Agreed on these points.

> 2) If I am correct, 'ALTER TABLE ... CLUSTER ON ..., SET TABLESPACE ...'
> does exactly what I wanted to add to CLUSTER in my patch. So probably no
> work is necessary here.

Well, ALTER TABLE CLUSTER ON does not really cluster the table; it only
indicates which index to cluster on, for the next time you run
standalone CLUSTER.  I think it would be valuable to have those ALTER
TABLE variants that rewrite the table do so using the cluster order, if
there is one, instead of the heap order, which is what it does today.

> 3) VACUUM FULL. It seems, that we can add special case 'ALTER TABLE ...
> VACUUM FULL, SET TABLESPACE ...', which will follow relatively the same path
> as with CLUSTER ON, but without any specific index. Relation should be
> rewritten in the new tablespace during phase 3.

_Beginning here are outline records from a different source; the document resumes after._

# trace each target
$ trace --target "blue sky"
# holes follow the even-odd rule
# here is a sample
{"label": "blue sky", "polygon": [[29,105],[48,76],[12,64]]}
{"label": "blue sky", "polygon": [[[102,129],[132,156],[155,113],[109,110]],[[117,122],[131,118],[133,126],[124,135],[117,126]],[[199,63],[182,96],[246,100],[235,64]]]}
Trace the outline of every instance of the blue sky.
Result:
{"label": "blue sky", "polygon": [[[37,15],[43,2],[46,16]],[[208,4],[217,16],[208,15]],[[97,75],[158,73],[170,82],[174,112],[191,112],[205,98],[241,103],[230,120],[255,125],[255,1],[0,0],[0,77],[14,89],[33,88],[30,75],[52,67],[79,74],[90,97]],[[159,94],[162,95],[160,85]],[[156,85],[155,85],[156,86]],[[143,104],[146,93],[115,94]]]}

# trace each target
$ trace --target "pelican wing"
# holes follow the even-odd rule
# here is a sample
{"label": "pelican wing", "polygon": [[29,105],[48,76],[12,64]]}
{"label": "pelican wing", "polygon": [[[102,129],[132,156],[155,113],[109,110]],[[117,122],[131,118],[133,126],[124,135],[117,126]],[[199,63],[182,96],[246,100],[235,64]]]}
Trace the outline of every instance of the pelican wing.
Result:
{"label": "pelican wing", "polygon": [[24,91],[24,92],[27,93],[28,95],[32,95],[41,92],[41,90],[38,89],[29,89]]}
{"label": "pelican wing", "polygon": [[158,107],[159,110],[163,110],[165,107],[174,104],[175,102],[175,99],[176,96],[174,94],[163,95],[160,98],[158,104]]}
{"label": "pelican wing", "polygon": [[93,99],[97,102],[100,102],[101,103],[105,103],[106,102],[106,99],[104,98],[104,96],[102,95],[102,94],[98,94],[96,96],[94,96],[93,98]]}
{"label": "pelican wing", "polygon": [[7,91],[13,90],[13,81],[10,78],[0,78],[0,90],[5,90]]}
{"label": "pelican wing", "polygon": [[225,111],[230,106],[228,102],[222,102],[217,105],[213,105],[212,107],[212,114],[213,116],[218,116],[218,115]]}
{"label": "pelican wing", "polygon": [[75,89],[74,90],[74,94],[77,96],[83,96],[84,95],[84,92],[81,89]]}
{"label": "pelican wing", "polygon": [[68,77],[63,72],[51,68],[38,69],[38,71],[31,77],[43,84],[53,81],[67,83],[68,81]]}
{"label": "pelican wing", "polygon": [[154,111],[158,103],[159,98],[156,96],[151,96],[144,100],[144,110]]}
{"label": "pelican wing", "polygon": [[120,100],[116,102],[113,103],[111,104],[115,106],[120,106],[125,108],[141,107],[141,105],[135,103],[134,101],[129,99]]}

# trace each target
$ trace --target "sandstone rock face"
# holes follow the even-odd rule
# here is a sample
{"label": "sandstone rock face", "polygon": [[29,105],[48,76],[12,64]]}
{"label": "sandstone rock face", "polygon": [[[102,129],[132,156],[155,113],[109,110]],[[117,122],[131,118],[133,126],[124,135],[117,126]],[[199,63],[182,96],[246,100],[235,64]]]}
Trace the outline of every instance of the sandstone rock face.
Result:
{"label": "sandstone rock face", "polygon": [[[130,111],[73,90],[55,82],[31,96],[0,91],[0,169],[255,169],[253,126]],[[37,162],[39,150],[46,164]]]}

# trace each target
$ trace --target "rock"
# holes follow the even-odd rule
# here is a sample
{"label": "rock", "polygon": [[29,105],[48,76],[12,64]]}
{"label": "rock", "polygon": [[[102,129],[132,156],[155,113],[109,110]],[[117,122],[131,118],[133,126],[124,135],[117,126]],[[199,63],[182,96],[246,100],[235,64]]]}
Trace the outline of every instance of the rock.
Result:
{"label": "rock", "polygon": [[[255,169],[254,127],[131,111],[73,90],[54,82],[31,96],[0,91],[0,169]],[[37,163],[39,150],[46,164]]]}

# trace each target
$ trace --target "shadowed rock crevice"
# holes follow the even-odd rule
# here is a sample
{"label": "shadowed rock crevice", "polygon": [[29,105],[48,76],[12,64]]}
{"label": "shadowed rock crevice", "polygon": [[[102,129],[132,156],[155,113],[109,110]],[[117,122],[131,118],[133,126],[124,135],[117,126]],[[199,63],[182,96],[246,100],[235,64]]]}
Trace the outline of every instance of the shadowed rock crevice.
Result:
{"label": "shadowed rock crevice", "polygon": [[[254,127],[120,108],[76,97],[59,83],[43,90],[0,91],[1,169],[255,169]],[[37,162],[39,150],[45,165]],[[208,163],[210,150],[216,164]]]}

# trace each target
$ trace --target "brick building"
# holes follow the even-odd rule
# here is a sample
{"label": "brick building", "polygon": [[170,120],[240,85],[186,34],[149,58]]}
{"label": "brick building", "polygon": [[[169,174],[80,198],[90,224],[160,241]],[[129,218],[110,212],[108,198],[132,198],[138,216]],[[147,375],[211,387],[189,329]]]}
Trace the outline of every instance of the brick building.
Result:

Well, VACUUM FULL is just a table rewrite using the CLUSTER code that
doesn't cluster on any index: it just uses the heap order.  So in
essence it's the same as a table-rewriting ALTER TABLE.  In other words,
if you get the index-ordered table rewriting in ALTER TABLE, I don't
think this part adds anything useful; and it seems very confusing.

--
Álvaro Herrera                https://www.2ndQuadrant.com/
PostgreSQL Development, 24x7 Support, Remote DBA, Training & Services

Reply | Threaded
Open this post in threaded view
|

Re: Allow CLUSTER, VACUUM FULL and REINDEX to change tablespace on the fly

Masahiko Sawada
On Thu, Dec 27, 2018 at 10:24 PM Alvaro Herrera
<[hidden email]> wrote:

>
> On 2018-Dec-27, Alexey Kondratov wrote:
>
> > To summarize:
> >
> > 1) Alvaro and Michael agreed, that REINDEX with tablespace move may be
> > useful. This is done in the patch attached to my initial email. Adding
> > REINDEX to ALTER TABLE as new action seems quite questionable for me and not
> > completely semantically correct. ALTER already looks bulky.
>
> Agreed on these points.

As an alternative idea, I think we can have a new ALTER INDEX variants
that rebuilds the index while moving tablespace, something like ALTER
INDEX ... REBUILD SET TABLESPACE ....

Regards,

--
Masahiko Sawada
NIPPON TELEGRAPH AND TELEPHONE CORPORATION
NTT Open Source Software Center

Reply | Threaded
Open this post in threaded view
|

Re: Allow CLUSTER, VACUUM FULL and REINDEX to change tablespace on the fly

Alexander Korotkov
On Fri, Dec 28, 2018 at 11:32 AM Masahiko Sawada <[hidden email]> wrote:

> On Thu, Dec 27, 2018 at 10:24 PM Alvaro Herrera
> <[hidden email]> wrote:
> >
> > On 2018-Dec-27, Alexey Kondratov wrote:
> >
> > > To summarize:
> > >
> > > 1) Alvaro and Michael agreed, that REINDEX with tablespace move may be
> > > useful. This is done in the patch attached to my initial email. Adding
> > > REINDEX to ALTER TABLE as new action seems quite questionable for me and not
> > > completely semantically correct. ALTER already looks bulky.
> >
> > Agreed on these points.
>
> As an alternative idea, I think we can have a new ALTER INDEX variants
> that rebuilds the index while moving tablespace, something like ALTER
> INDEX ... REBUILD SET TABLESPACE ....

+1

It seems the easiest way to have feature-full commands. If we put
functionality of CLUSTER and VACUUM FULL to ALTER TABLE, and put
functionality of REINDEX to ALTER INDEX, then CLUSTER, VACUUM FULL and
REINDEX would be just syntax sugar.

------
Alexander Korotkov
Postgres Professional: http://www.postgrespro.com
The Russian Postgres Company


Reply | Threaded
Open this post in threaded view
|

Re: Allow CLUSTER, VACUUM FULL and REINDEX to change tablespace on the fly

a.kondratov
Hi hackers,

On 2018-12-27 04:57, Michael Paquier wrote:
> On Wed, Dec 26, 2018 at 03:19:06PM -0300, Alvaro Herrera wrote:
>> As for REINDEX, I think it's valuable to move tablespace together with
>> the reindexing.  You can already do it with the CREATE INDEX
>> CONCURRENTLY recipe we recommend, of course; but REINDEX CONCURRENTLY
>> is
>> not going to provide that, and it seems worth doing.
>
> Even for plain REINDEX that seems useful.
>

I've rebased the patch and put it on the closest commitfest. It is
updated to allow user to do REINDEX CONCURRENTLY + SET TABLESPACE
altogether, since plain REINDEX CONCURRENTLY became available this year.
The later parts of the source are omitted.